Now, a year after their first truly democratic elections in which the winner didn’t get 99% of the votes, the elected President Morsi was ousted by General Abdul Fatah al-Sisi after the large protests that came out for and against Morsi. It seems that the country was on the verge of utter chaos if something wasn’t done, and Morsi wasn’t responding to the call for early elections on his own accord, so al-Sisi enacted the will of the people by taking him out by force. At least that’s the official line that al-Sisi keeps repeating. In response, pro-Morsi crowds came out in large numbers in protest and the situation finally escalated to what we have been seeing and hearing about over the past few days.
Politics today is disgusting. Really disgusting. There’s no other field of human endeavour where clear principles and moral codes get blurred like they do in politics. It’s the one time when murder and human life become complicated questions. Where mass deaths get reported in numbers as statistics as a final step in removing the humanity of the victims. It’s when politicians get to reduce our anxiety over the atrocities by telling us that it’s a “complex situation.” It seems that we have a lot of a “complex situations,” which is why we can have dinner and drink our tea right after we watch a few people get murdered and/or mutilated. Thank God for the politicians who comfort us with their “complex situation” talk so we can sleep in peace at night while screaming teenagers get thrown off from buildings and young children lose their parents.

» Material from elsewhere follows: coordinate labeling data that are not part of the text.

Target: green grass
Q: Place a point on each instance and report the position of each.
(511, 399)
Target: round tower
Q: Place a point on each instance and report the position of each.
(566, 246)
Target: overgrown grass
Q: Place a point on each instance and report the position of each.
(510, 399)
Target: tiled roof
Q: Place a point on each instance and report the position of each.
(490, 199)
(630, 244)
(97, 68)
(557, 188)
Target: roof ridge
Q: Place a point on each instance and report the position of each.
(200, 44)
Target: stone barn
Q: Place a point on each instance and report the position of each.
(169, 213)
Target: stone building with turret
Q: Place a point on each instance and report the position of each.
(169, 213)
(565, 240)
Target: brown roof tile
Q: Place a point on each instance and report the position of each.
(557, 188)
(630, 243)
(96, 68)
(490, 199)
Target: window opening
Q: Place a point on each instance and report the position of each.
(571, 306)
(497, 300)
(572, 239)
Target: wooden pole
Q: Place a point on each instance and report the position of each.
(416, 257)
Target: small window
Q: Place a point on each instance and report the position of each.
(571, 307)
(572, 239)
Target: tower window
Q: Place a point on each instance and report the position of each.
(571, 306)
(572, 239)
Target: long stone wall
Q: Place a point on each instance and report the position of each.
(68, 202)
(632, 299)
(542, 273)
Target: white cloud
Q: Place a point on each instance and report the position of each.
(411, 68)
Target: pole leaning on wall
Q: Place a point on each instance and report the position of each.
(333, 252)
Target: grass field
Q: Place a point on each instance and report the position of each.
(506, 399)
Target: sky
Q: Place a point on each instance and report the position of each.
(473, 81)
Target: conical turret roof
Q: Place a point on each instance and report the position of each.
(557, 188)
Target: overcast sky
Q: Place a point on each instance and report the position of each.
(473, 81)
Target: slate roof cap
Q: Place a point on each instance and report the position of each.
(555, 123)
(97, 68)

I was in Egypt in 2010 before Mubarak was ousted. I was staying in Al Muhandiseen and took a cab every morning to get to Al Azhar, and always got into conversations with the drivers. I remember one who aside from being a cab driver, was also a professor. His wife called him to complain about something his son did to the computer at home, and he told her to put him on the phone. I heard some of the most interesting ways of cursing someone out. This professor/cab driver worked 3 shifts every day just to make ends meet. He wasn’t unique. Cab drivers, waiters, bookshop employees, etc. were all giving differing versions of the same grievances. The deteriorating economy, and politically oppressive circumstances were a uniting factor for at least those Egyptians that I’ve met. It felt like I was watching a pot of boiling water and the lid was about to blow off. It did on January 25th, 2011.

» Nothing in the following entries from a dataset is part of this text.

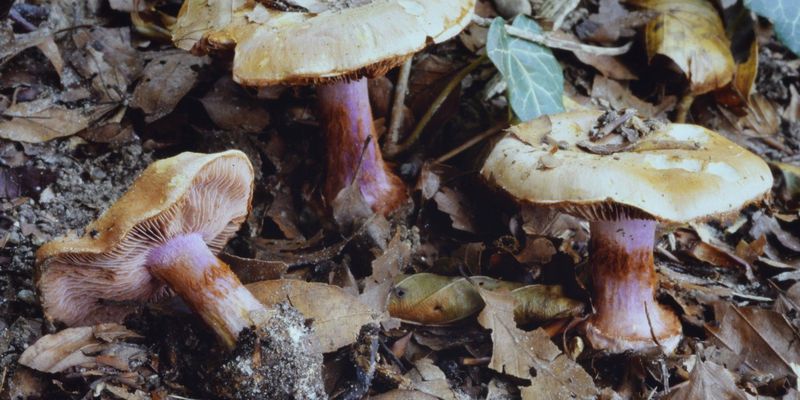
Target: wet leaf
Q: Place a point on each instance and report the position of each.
(431, 299)
(337, 316)
(708, 381)
(690, 32)
(785, 17)
(165, 80)
(534, 77)
(762, 337)
(531, 355)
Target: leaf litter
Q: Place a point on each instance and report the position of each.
(87, 101)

Fast forward to President Morsi’s time. Did the average Egyptian’s circumstances improve? Based on what I can gather it seems not. Some even complain about them getting worse. At any rate, after one year of Morsi, a very large segment of the Egyptian population said enough with the Muslim Brotherhood on July 3rd, 2013. However, unlike the January 25th revolution, this time around the Egyptians were deeply divided. The pro-Morsi crowd didn’t accept their elected president’s removal and came out in very large numbers in protest of what they consider not the will of the people, but an orchestrated coup d’état. Whatever the case may be, the situation escalated to the point where security forces began raiding pro-Morsi protest camps on August 15th and the blood has been spilling ever since.

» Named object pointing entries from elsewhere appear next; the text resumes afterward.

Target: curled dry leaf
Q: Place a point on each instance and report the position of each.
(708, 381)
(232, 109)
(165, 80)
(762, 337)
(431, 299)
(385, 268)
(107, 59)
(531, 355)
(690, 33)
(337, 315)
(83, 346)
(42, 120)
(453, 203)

What’s all this for? Political power? Democracy? Sharia vs. Secularism? Freedom? None of this comes to my mind as I observe this mess. What I wonder about is how did it get to this point where the same Egyptians of January 25th, civilized and united, could be so polarized and antagonistic to each other to the point of killing one another, sometimes with barbaric vengeance. What happened over the past couple of years?
When Mubarak was overthrown, the wall of fear the Egyptians had was also taken down along with him. For the first time in over 30 years, Egyptians were able to speak freely about politics in a way that was unimaginable during the Mubarak era. They were united on January 25th because they had a common enemy. Once that enemy was removed, they were allowed to finally breath and speak their minds in pursuit of their freedom in how they want to be governed. However, there’s a problem. Democracy requires an educated public to make their choices. Egypt, a country of approximately 85 million people, has a total population literacy rate of 72%. Broken down, the literacy rate for males is 80% and for females is 63.5%. To facilitate the voting process for the 25 million illiterate Egyptians, different political parties used various symbols in the ballot papers so as to help the voters make their choices correctly.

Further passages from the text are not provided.